Ratcliffe pointed to provisions of the FY 2019 National Defense Authorization Act (NDAA) that allow for DoD to provide assistance to DHS, and said it was used in the lead-up to the midterm elections and also in regard to “pathfinder” projects between the two.
“I have faith that both departments can and will work together through any growing pains that might be encountered,” he said.
Rep. Cedric Richmond, D-La., ranking member of the Cybersecurity subcommittee, acknowledged that the two agencies had signed a coordination agreement, but said he had yet to see the agreement and asked that it be sent to the House Homeland Security Committee “as soon as possible.”
The ultimate success of the coordination agreement, he said, rests on reaching agreement both on policy and operational levels, and then “socializing” details of the pact on agency operating levels.
He also noted that DoD receives roughly eight times the cybersecurity-related funding that DHS gets, and said if DHS was expected to become DoD’s equivalent on cybersecurity then “we have to fund it that way.”

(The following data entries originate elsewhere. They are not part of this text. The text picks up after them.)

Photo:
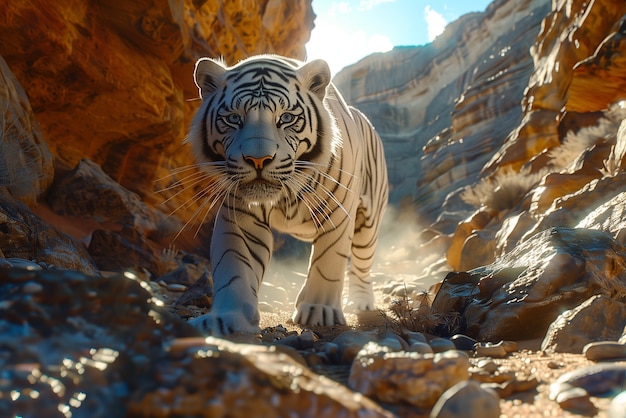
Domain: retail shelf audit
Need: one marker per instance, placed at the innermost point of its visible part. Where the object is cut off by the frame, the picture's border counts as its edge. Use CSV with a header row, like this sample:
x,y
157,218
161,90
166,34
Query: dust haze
x,y
401,265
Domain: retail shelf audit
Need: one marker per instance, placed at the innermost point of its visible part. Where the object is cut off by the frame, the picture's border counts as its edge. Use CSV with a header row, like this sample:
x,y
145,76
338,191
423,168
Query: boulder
x,y
102,347
25,235
113,82
406,377
25,161
572,330
520,294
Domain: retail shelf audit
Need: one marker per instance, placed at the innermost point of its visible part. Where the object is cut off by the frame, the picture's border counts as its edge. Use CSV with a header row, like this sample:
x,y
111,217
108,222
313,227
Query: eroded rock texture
x,y
25,161
509,123
522,293
112,82
101,347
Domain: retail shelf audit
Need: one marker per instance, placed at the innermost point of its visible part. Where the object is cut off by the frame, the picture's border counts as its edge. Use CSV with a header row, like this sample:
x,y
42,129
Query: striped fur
x,y
285,152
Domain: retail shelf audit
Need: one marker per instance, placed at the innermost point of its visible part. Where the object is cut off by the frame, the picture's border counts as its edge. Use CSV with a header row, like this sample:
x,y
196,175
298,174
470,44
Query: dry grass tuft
x,y
418,315
503,191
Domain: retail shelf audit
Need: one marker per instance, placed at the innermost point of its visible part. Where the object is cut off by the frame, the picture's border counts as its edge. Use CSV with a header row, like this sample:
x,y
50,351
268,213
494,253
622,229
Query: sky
x,y
348,30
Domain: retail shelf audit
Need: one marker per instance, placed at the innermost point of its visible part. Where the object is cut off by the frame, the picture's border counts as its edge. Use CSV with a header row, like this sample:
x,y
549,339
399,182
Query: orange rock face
x,y
112,81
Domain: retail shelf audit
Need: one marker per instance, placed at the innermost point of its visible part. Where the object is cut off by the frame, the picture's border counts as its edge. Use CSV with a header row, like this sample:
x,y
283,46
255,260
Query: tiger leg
x,y
360,292
240,254
319,301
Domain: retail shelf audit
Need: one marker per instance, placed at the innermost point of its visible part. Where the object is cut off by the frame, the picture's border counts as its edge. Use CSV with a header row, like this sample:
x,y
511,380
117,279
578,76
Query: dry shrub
x,y
502,191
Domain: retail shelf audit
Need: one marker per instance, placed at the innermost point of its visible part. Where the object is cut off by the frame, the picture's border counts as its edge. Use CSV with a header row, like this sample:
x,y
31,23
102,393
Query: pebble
x,y
576,400
464,397
439,345
604,350
491,350
487,365
350,343
415,337
463,342
598,380
509,387
175,287
415,379
618,406
422,348
393,341
32,287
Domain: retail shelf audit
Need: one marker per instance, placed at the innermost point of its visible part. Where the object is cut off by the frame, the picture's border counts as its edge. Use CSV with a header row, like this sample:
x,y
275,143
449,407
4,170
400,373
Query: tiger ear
x,y
316,76
208,75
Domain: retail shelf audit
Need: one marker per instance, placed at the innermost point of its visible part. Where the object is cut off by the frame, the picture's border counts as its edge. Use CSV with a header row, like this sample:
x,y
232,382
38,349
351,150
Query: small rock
x,y
331,351
393,341
467,396
351,342
416,379
576,400
491,350
422,348
463,342
414,337
32,287
598,380
604,350
618,406
487,365
439,345
512,386
554,365
176,287
509,346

Rapuano replied that annual funding for U.S. Cyber Command was in the $300 million to $500 million range. He said the often-used figure of about $8 billion for annual DoD cyber funding mostly funds development of weapons systems that would support cybersecurity missions.
On the funding issue, Richmond pressed Manfra on whether DHS had enough money to protect critical infrastructure, to which she replied, “We can do more with more.”
Rep. Elise Stefanik, R-N.Y., chair of the Emerging Threats and Capabilities subcommittee, told the witnesses to guard against “mission creep,” and asked what they were doing to make sure that each agency focuses on its “lanes of responsibilities.”
Manfra replied that the agencies were focusing on “real work areas where we need to share information,” and working with critical infrastructure operators to make sure they get the right threat data. “We feel very comfortable that this is the right approach,” she said.